Started by Marcus T. — 13 years ago — 13 views
Fellow auditors, I'm dealing with a nasty power factor penalty situation with TXU Electric here in Dallas. Client got hit with $47,000 in penalties over 18 months on their Schedule GS-3 rate. The facility has been running the same equipment for 5 years with no issues, then suddenly they're claiming PF below 0.85 consistently. I suspect the metering equipment was misconfigured during a recent upgrade. Anyone dealt with similar issues with TXU or Oncor? The penalty calculation seems to be using the wrong baseline period.
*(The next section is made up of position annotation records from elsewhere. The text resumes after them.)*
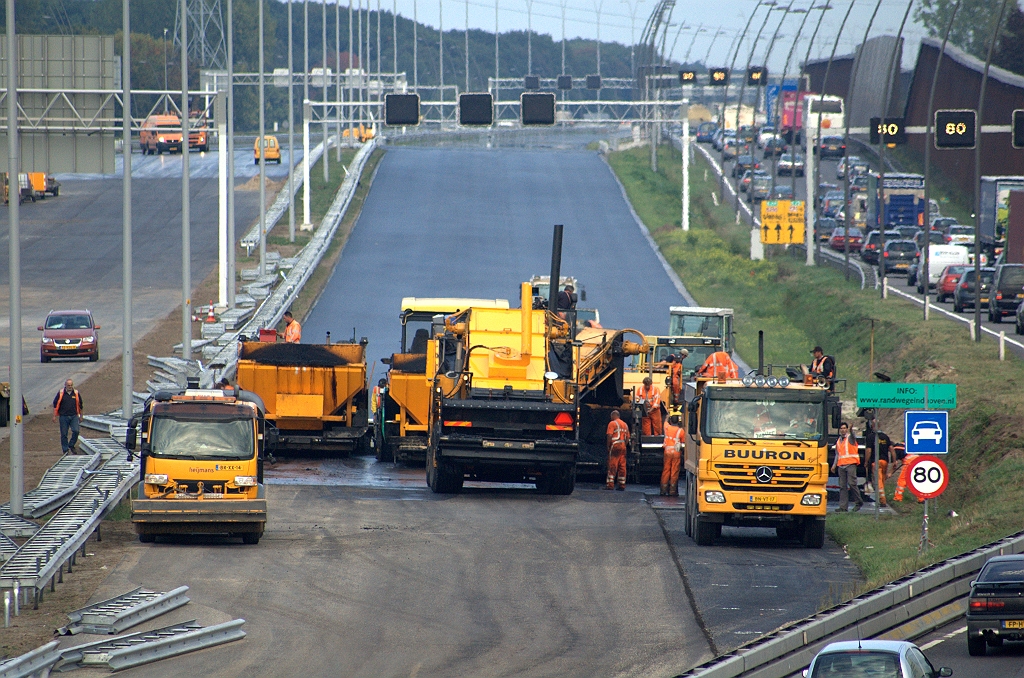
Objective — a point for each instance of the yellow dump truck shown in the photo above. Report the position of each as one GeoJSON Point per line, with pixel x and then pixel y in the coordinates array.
{"type": "Point", "coordinates": [401, 410]}
{"type": "Point", "coordinates": [202, 465]}
{"type": "Point", "coordinates": [504, 405]}
{"type": "Point", "coordinates": [757, 456]}
{"type": "Point", "coordinates": [315, 394]}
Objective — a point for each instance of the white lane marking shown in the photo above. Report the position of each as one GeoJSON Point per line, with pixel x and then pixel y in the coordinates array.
{"type": "Point", "coordinates": [951, 634]}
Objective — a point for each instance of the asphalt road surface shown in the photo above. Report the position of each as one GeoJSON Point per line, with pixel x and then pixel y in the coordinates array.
{"type": "Point", "coordinates": [71, 258]}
Marcus, I've seen this exact scenario with APS out here in Phoenix. During meter upgrades, the CT ratios sometimes don't get programmed correctly for power factor measurement. The revenue meters might be accurate for kWh but completely wrong for reactive power calculations. You need to request the actual meter programming parameters and compare them to the original installation specs. Also check if they changed from electromechanical to solid-state metering - the measurement algorithms can be different.
Sarah's right about the CT programming. ComEd had a similar issue here in Chicago back in 2010 - they rolled out new Elster meters and the power factor penalties spiked across multiple accounts. Turned out the reactive power measurement was using 15-minute intervals instead of the tariff-required monthly averaging. The difference in penalties was huge - some customers saw 300% increases overnight. File a formal dispute and demand interval data going back to before the meter change.
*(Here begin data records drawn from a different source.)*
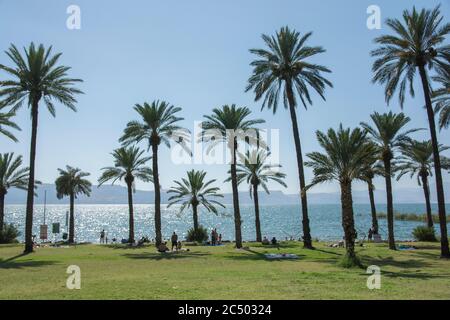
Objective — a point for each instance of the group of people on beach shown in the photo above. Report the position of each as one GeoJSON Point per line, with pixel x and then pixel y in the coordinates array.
{"type": "Point", "coordinates": [176, 244]}
{"type": "Point", "coordinates": [216, 239]}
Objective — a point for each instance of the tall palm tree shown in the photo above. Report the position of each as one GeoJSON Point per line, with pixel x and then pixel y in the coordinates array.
{"type": "Point", "coordinates": [372, 168]}
{"type": "Point", "coordinates": [417, 159]}
{"type": "Point", "coordinates": [283, 70]}
{"type": "Point", "coordinates": [36, 78]}
{"type": "Point", "coordinates": [158, 123]}
{"type": "Point", "coordinates": [195, 191]}
{"type": "Point", "coordinates": [343, 160]}
{"type": "Point", "coordinates": [441, 97]}
{"type": "Point", "coordinates": [12, 175]}
{"type": "Point", "coordinates": [5, 121]}
{"type": "Point", "coordinates": [417, 44]}
{"type": "Point", "coordinates": [129, 164]}
{"type": "Point", "coordinates": [71, 183]}
{"type": "Point", "coordinates": [254, 170]}
{"type": "Point", "coordinates": [231, 125]}
{"type": "Point", "coordinates": [388, 134]}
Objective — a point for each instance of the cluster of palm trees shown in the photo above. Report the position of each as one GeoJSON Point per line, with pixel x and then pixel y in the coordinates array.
{"type": "Point", "coordinates": [282, 73]}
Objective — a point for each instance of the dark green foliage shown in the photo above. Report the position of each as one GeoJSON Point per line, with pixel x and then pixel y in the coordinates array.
{"type": "Point", "coordinates": [9, 233]}
{"type": "Point", "coordinates": [424, 233]}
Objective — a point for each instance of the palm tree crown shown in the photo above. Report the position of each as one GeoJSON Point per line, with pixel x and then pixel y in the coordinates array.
{"type": "Point", "coordinates": [11, 173]}
{"type": "Point", "coordinates": [158, 124]}
{"type": "Point", "coordinates": [218, 126]}
{"type": "Point", "coordinates": [345, 156]}
{"type": "Point", "coordinates": [71, 182]}
{"type": "Point", "coordinates": [38, 77]}
{"type": "Point", "coordinates": [416, 42]}
{"type": "Point", "coordinates": [194, 191]}
{"type": "Point", "coordinates": [284, 63]}
{"type": "Point", "coordinates": [253, 169]}
{"type": "Point", "coordinates": [417, 159]}
{"type": "Point", "coordinates": [387, 132]}
{"type": "Point", "coordinates": [442, 97]}
{"type": "Point", "coordinates": [129, 163]}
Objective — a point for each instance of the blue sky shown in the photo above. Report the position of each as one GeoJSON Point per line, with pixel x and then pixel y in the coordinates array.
{"type": "Point", "coordinates": [194, 54]}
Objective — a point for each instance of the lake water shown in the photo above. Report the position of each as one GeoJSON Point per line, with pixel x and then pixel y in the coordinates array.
{"type": "Point", "coordinates": [279, 221]}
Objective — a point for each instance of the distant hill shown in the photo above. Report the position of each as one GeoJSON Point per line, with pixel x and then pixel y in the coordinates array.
{"type": "Point", "coordinates": [108, 194]}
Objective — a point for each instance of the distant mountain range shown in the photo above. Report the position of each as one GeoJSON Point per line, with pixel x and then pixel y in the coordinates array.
{"type": "Point", "coordinates": [108, 194]}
Marcus, what's the actual measured power factor they're claiming? If it's dramatically different from historical performance, that's your smoking gun. Duke Energy here in Charlotte has admitted to meter programming errors when we can show sudden unexplained changes. Also check the tariff language - TXU's Schedule GS-3 should specify the measurement methodology. Some utilities measure PF at the time of peak demand, others use average over the billing period.
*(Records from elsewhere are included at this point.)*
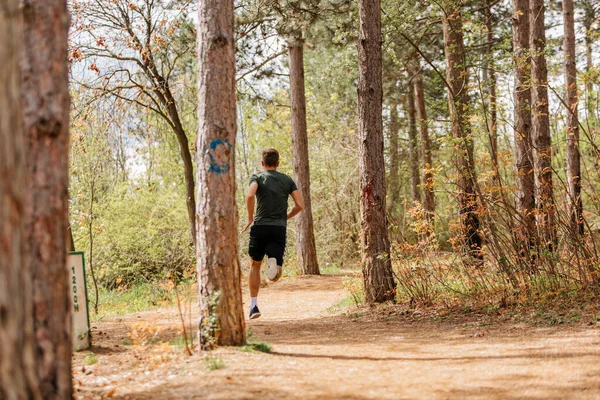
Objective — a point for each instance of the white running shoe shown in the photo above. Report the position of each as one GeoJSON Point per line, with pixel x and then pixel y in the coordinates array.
{"type": "Point", "coordinates": [272, 269]}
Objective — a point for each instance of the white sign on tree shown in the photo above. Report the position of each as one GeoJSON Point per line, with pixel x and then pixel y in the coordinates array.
{"type": "Point", "coordinates": [78, 291]}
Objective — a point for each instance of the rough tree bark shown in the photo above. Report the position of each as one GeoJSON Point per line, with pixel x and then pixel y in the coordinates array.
{"type": "Point", "coordinates": [589, 17]}
{"type": "Point", "coordinates": [46, 105]}
{"type": "Point", "coordinates": [305, 236]}
{"type": "Point", "coordinates": [428, 194]}
{"type": "Point", "coordinates": [458, 96]}
{"type": "Point", "coordinates": [18, 377]}
{"type": "Point", "coordinates": [525, 197]}
{"type": "Point", "coordinates": [490, 74]}
{"type": "Point", "coordinates": [393, 176]}
{"type": "Point", "coordinates": [377, 268]}
{"type": "Point", "coordinates": [573, 154]}
{"type": "Point", "coordinates": [219, 275]}
{"type": "Point", "coordinates": [540, 138]}
{"type": "Point", "coordinates": [413, 144]}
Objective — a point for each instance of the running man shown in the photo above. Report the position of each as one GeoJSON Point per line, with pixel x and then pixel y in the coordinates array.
{"type": "Point", "coordinates": [268, 234]}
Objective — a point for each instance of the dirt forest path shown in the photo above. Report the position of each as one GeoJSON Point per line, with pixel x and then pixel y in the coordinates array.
{"type": "Point", "coordinates": [320, 354]}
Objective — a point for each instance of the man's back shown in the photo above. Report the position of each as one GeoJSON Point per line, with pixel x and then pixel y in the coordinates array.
{"type": "Point", "coordinates": [272, 194]}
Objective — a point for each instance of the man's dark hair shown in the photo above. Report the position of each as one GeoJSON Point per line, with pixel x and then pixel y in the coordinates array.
{"type": "Point", "coordinates": [270, 157]}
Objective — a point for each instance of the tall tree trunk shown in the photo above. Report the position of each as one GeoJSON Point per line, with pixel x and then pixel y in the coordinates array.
{"type": "Point", "coordinates": [305, 236]}
{"type": "Point", "coordinates": [219, 275]}
{"type": "Point", "coordinates": [377, 267]}
{"type": "Point", "coordinates": [393, 176]}
{"type": "Point", "coordinates": [541, 139]}
{"type": "Point", "coordinates": [46, 123]}
{"type": "Point", "coordinates": [525, 198]}
{"type": "Point", "coordinates": [589, 16]}
{"type": "Point", "coordinates": [18, 377]}
{"type": "Point", "coordinates": [491, 83]}
{"type": "Point", "coordinates": [413, 144]}
{"type": "Point", "coordinates": [457, 77]}
{"type": "Point", "coordinates": [573, 155]}
{"type": "Point", "coordinates": [428, 194]}
{"type": "Point", "coordinates": [188, 165]}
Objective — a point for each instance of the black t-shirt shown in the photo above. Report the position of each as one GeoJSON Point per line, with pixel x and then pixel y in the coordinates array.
{"type": "Point", "coordinates": [274, 189]}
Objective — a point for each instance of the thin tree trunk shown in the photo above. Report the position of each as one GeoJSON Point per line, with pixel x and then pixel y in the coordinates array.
{"type": "Point", "coordinates": [188, 165]}
{"type": "Point", "coordinates": [428, 194]}
{"type": "Point", "coordinates": [219, 275]}
{"type": "Point", "coordinates": [457, 77]}
{"type": "Point", "coordinates": [541, 139]}
{"type": "Point", "coordinates": [18, 377]}
{"type": "Point", "coordinates": [589, 17]}
{"type": "Point", "coordinates": [377, 268]}
{"type": "Point", "coordinates": [70, 241]}
{"type": "Point", "coordinates": [46, 122]}
{"type": "Point", "coordinates": [525, 197]}
{"type": "Point", "coordinates": [491, 84]}
{"type": "Point", "coordinates": [393, 176]}
{"type": "Point", "coordinates": [413, 145]}
{"type": "Point", "coordinates": [573, 155]}
{"type": "Point", "coordinates": [162, 90]}
{"type": "Point", "coordinates": [305, 236]}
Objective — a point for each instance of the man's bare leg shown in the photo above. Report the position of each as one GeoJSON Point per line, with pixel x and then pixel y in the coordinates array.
{"type": "Point", "coordinates": [254, 285]}
{"type": "Point", "coordinates": [254, 278]}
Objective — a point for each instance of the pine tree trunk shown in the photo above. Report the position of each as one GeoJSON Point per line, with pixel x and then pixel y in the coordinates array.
{"type": "Point", "coordinates": [525, 197]}
{"type": "Point", "coordinates": [305, 236]}
{"type": "Point", "coordinates": [46, 123]}
{"type": "Point", "coordinates": [377, 268]}
{"type": "Point", "coordinates": [589, 17]}
{"type": "Point", "coordinates": [541, 139]}
{"type": "Point", "coordinates": [18, 377]}
{"type": "Point", "coordinates": [428, 194]}
{"type": "Point", "coordinates": [491, 84]}
{"type": "Point", "coordinates": [413, 145]}
{"type": "Point", "coordinates": [219, 275]}
{"type": "Point", "coordinates": [457, 77]}
{"type": "Point", "coordinates": [573, 155]}
{"type": "Point", "coordinates": [393, 176]}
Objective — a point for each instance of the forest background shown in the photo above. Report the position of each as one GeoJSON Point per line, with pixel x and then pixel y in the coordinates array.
{"type": "Point", "coordinates": [132, 150]}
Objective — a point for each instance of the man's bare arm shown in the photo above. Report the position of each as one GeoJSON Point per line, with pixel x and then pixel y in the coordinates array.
{"type": "Point", "coordinates": [299, 204]}
{"type": "Point", "coordinates": [250, 202]}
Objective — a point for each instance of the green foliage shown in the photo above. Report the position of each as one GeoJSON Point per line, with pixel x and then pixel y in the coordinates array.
{"type": "Point", "coordinates": [213, 363]}
{"type": "Point", "coordinates": [123, 301]}
{"type": "Point", "coordinates": [253, 345]}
Derek, they're claiming 0.78 to 0.82 range when historical was consistently 0.88-0.92. The facility hasn't changed operations at all. I've requested the interval data but TXU is dragging their feet. The tariff does specify monthly averaging but I suspect they're calculating based on instantaneous readings during peak periods. Sarah, how did you get APS to admit the CT programming error? Did you need an independent meter test?
Marcus, we had to threaten to file with the Arizona Corporation Commission before APS would do a proper investigation. They eventually sent a metering technician who found the VT ratio was programmed as 480:120 instead of 4800:120. Simple decimal point error that threw off all the reactive power calculations. Cost the client about $23,000 in bogus penalties over 14 months. Push hard for that interval data - if they won't provide it voluntarily, cite the Texas Public Utility Commission regulations requiring meter data access.
This thread is gold. PG&E pulled similar shenanigans here in Fresno last year. After three months of disputes, they quietly credited back $18,500 in power factor penalties and blamed a "software update error." Never got a clear explanation but the penalties disappeared. Document everything and don't let them stonewall you with technical jargon.
Update: Just got word that Marcus won his dispute with TXU. They found the exact same CT ratio programming error Sarah mentioned. $41,000 credit issued. Nice work everyone!